Across 428 study participants who didn't express PD-L1, measured by a tumor proportion score of less than 1%, Keytruda plus chemo reduced the risk of death by 44% versus chemo alone.
While data from KEYNOTE-189 already supported broad use of Keytruda together with chemo, Merck's pooled analysis helps reinforce that conclusion further.
"PD-L1 remains an excellent biomarker in the setting of monotherapy," said Baynes. "It does not impact the outcome with chemo combinations."
Perhaps more interestingly, Merck reached a similar conclusion regarding tumor mutation burden, a biomarker more favored by immunotherapy rivals Bristol-Myers and AstraZeneca.
Retrospective study of KEYNOTE-189 and KEYNOTE-021 found no difference in survival between treated patients who were TMB-high or TMB-low, defined using a cut-off threshold of 175 mutations per exome.
In both groups in KEYNOTE-189, Keytruda plus chemo cut the risk of death by 36% compared to chemo alone.
"There does not appear to be a role for tTMB in identifying patients with metastatic NSCLC who will experience a survival benefit from Keytruda in combination with chemotherapy," said Merck in a statement to BioPharma Dive, referring to tissue TMB.
Both Bristol-Myers and AstraZeneca have used TMB in recent Phase 3 studies, hoping to find a group of patients in which their respective immunotherapies show a significant benefit.
That effort came up empty for AstraZeneca in its NEPTUNE study, while data from Bristol-Myers has shown TMB-high and TMB-low patients benefited similarly from treatment with Opdivo plus its other immunotherapy Yervoy (ipilimumab).
An attempt to win approval for that combo based on those progression-free survival results led to a regulatory delay before Bristol-Myers eventually pulled its application, seemingly on questions of TMB's utility.
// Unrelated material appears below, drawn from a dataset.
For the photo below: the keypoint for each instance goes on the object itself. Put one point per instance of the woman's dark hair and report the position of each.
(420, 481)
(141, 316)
Recent results from that same study showed Opdivo and Yervoy helped patients live longer than just chemo, but didn't show a similar effect for Opdivo plus chemo — an outcome that could limit the impact of any approval the pharma might gain in the future. More data is expected from that study later this month at the annual meeting of the European Society of Medical Oncology.